Merry Christmas and a Happy New Year, friends.

By the time you get this, Christmas will be over. Pine needles will be sifting deeper into the carpet, you'll be guiltily eating the last of the stocking candy and trying to adjust New Year's Resolutions accordingly, and even those pretty white lights will have begun to look gaudy. The Advent season will be dwindling to a close. However, in the Church liturgical calendar, Advent is the beginning, not the end, of the year. We open the year, rather than close it, with the birth of our Lord and the birth of Hope.

This year my teammate Heather made me a lovely Advent calendar, perhaps because she pitied my empty beige walls and conspicuous lack of Christmas decorations. It is a mobile that hangs in my window, and each hanging ribbon is attached to a day's reading. Today's was an entire chapter from Frederick Buechner's book, The Hungering Dark. It speaks of hope, the prevailing sentiment of Advent. During Advent, we look back at the audacious hope of the incarnation, and it gives us strength for the daring hope of Christ's second coming. In the chapter, Buechner says, "There is a Hebrew word for hope, gāwāh, whose root means to twist, to twine, and it is a word that seems to fit our brand of hoping well…, a hundred little strands of hope that we twist together to make a cable of hope strong enough to pull ourselves along through our lives with."

This year has been a year of hope for me. Though everything has pressed against it, I find myself clinging to my thin threads of hope all the more. When the first few months were exhausting, full of staff conflicts and friends being murdered, I hoped that counseling and our July staff retreat would refresh me enough to get me through the rest of the year. When I came back to Bolivia still drained, I hoped that six weeks of language school would revitalize my vision and call to the ministry. When those six weeks ended with mob violence against the brothels, I hoped that this would prompt a new direction and focus for our ministry.

My hopes are modest, usually. I hope that my family gets through the new visa process at the airport tomorrow without incident, so we can spend a Christmas full of laughter and decadent food and competitive board games. I hope that my February Servant Team will bond with each other and find Jesus in the faces of our friends. I hope I get to climb another mountain next year. "To hope for more than the possible is a kind of madness," Buechner says. "For people like us, the reasonably thoughtful, reasonably reasonable and realistic people like us, this apocalyptic hope for more than the possible is too hopeful."

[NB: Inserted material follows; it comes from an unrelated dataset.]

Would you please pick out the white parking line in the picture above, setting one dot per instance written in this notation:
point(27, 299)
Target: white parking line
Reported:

But apocalyptic hope is what we're called to, more than the modest hopes I feel safe anticipating. A few weeks ago, we received the last of the funds needed to purchase the Casa de Esperanza. Once the paperwork is signed we will literally own Hope. And as Christians, we own radical hope more tangibly than if we held the actual deed, the certificate of ownership.

So instead of New Year's Resolutions this year, (which I can never manage to keep anyway), I'm thinking of jotting down some radical New Year's hopes. Here's just one: I hope that my friend "Vanessa" finds Christ in jail, where she is being held for murder of another woman.

The prayer that Buechner ends his chapter with:

"Lord Jesus Christ,

Help us not to fall in love with the night that covers us but through the darkness to watch for you as well as work for you…

Give us back the great hope again that the future is yours, that not even the world can hide you from us forever, that at the end the One who came will come back in power to work joy in us stronger even than death. Amen."